Le journaliste Zied El-Heni a annoncé, lundi 13 avril 2026, avoir déposé un recours auprès du Tribunal administratif contre le président de la République Kaïs Saïed, pour excès de pouvoir

Dans une publication sur Facebook rendue publique le même jour, le journaliste indique avoir engagé cette procédure afin d’obtenir de la justice administrative qu’elle contraigne le chef de l’État à mettre en place plusieurs institutions. Il cite notamment la Cour constitutionnelle, le Conseil supérieur de la magistrature (CSM) ainsi que la Haute autorité indépendante de la communication audiovisuelle (Haica).

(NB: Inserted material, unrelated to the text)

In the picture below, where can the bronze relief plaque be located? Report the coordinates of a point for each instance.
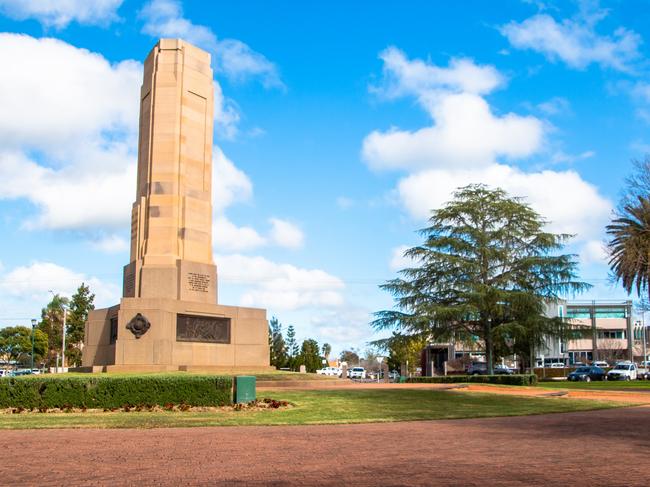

Selon ses déclarations, cette action en justice repose sur ce qu’il considère comme des préjudices subis, à titre personnel comme au niveau national, en raison de l’absence ou du dysfonctionnement de ces instances. Il affirme également avoir appelé la première présidente du Tribunal administratif à faire prévaloir la mission de la juridiction dans la lutte contre le dépassement de pouvoir et pour l’État de droit.

Dans le même message, Zied El-Heni précise toutefois ne nourrir “aucune illusion” quant à l’issue de cette procédure, estimant que le fonctionnement de la juridiction administrative a été affecté. Il indique néanmoins agir par devoir citoyen, en recourant aux mécanismes juridiques existants.

Une plainte déposée lundi 13 avril 2026

Adressée à la première présidente du Tribunal administratif, le recours a été déposé, lundi 13 avril 2026.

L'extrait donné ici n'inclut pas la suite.